Chi di voi ha letto il fondamentale "Rip it up and start again" di Simon Reynolds si e' fatto probabilmente un'idea di quello che la musica ha saputo essere fino all'avvento della sciagurata MTV. La nascita di MTV ha segnato la fine di tutta quella creativita' musicale che si esprimeva in sottoculture vitali e indipendenti che cercavano di cambiare il mondo attraverso la musica. MTV ha generato l'abbraccio stritolante offerto dalla corporate culture alla musica. Persino gli Arctic Monkeys ammettono che oggi la musica si scrive per vendere i ringtones dei telefonini.
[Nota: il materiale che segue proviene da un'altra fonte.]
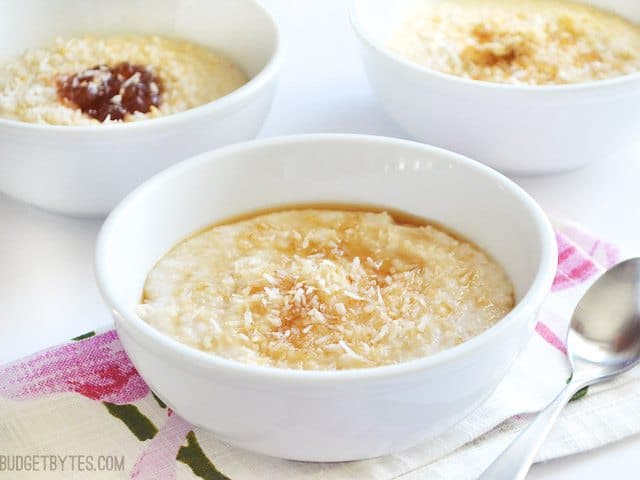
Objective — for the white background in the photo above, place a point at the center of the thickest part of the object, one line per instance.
(47, 291)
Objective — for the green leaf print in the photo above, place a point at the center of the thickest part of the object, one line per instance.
(83, 336)
(580, 393)
(193, 456)
(135, 421)
(160, 402)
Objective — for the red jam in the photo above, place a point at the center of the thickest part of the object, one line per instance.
(112, 92)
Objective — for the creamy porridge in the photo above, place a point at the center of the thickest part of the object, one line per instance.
(534, 42)
(89, 80)
(324, 289)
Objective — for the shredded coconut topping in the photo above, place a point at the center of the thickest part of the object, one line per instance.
(534, 42)
(324, 289)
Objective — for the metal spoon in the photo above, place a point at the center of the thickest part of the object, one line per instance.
(603, 341)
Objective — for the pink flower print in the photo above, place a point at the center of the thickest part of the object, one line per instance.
(574, 266)
(97, 368)
(158, 461)
(602, 253)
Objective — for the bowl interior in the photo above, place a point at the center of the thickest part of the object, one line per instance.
(377, 19)
(240, 29)
(463, 195)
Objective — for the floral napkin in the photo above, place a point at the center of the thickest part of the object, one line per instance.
(81, 411)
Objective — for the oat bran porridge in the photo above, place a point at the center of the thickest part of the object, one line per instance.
(324, 289)
(94, 80)
(531, 42)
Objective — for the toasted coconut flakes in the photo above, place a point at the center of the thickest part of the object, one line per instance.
(312, 303)
(270, 278)
(353, 295)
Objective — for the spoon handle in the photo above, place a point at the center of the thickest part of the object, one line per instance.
(514, 462)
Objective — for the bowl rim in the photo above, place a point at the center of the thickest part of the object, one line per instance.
(219, 106)
(143, 333)
(380, 49)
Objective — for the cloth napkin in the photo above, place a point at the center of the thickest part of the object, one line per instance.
(86, 398)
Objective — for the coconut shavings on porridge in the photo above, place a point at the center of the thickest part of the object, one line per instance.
(324, 289)
(534, 42)
(94, 80)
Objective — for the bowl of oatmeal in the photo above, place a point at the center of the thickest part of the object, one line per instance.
(92, 105)
(325, 310)
(525, 86)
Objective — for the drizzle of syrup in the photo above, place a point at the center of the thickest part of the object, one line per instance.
(111, 92)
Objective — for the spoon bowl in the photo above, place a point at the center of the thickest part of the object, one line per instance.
(604, 338)
(603, 341)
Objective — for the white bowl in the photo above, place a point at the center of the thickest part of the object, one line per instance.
(86, 170)
(516, 129)
(325, 415)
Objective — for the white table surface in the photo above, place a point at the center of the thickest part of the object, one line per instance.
(47, 291)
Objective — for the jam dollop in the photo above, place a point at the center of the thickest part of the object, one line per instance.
(112, 91)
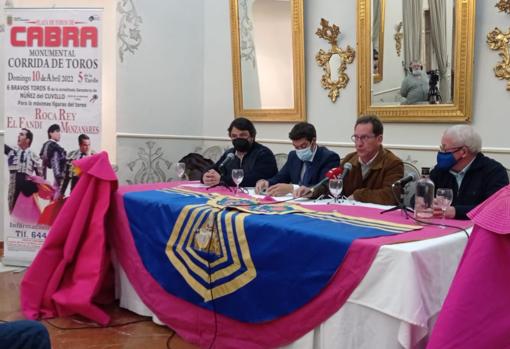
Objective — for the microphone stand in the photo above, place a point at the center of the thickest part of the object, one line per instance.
(400, 201)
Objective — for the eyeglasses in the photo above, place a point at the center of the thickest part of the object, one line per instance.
(362, 139)
(442, 149)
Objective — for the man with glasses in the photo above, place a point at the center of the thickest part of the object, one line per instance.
(256, 160)
(374, 168)
(306, 165)
(462, 167)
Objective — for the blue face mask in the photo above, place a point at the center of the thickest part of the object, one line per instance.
(305, 154)
(445, 161)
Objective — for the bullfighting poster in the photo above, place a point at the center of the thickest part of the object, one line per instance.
(52, 67)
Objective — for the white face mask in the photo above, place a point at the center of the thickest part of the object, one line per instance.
(305, 154)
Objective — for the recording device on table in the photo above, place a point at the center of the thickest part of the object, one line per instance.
(335, 172)
(400, 185)
(434, 96)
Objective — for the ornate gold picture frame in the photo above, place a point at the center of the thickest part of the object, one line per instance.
(459, 110)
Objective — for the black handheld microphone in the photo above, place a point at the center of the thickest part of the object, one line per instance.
(404, 180)
(228, 158)
(347, 169)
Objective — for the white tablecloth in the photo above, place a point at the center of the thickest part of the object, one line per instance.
(395, 306)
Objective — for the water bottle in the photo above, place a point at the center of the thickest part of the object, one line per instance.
(424, 196)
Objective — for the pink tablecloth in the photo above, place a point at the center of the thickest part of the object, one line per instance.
(475, 314)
Gli indie-kids che leggevano all'inizio questo blog e ascoltavano Tropici & Meridiani se ne sono andati da un pezzo. Ma se qualcuno passasse di qui, mi piacerebbe che leggesse queste parole: quello che voi state ascoltando adesso e' (non sempre, ma molto molto spesso) una neanche tanto mascherata variazione sul tema di quello che noi quarantenni ascoltavamo grosso modo tra il 1980 e il 1985. Purtroppo, oggi, tutto e' revival: l'hip-hop, la dance, il rock indipendente. Gli anni che stiamo vivendo passeranno alla storia come la stagione delle ristampe. I dischi dei Talking Heads, tanto per fare un nome, sono gia' stati ristampati almeno 3 volte, ed ogni volta presentati con recensioni che li salutavano come una grande novita' (e' successo 3 mesi fa l'ultima volta e probabilmente succedera' ancora nel 2008 o 2009 se non interverra' qualcosa della portata del punk).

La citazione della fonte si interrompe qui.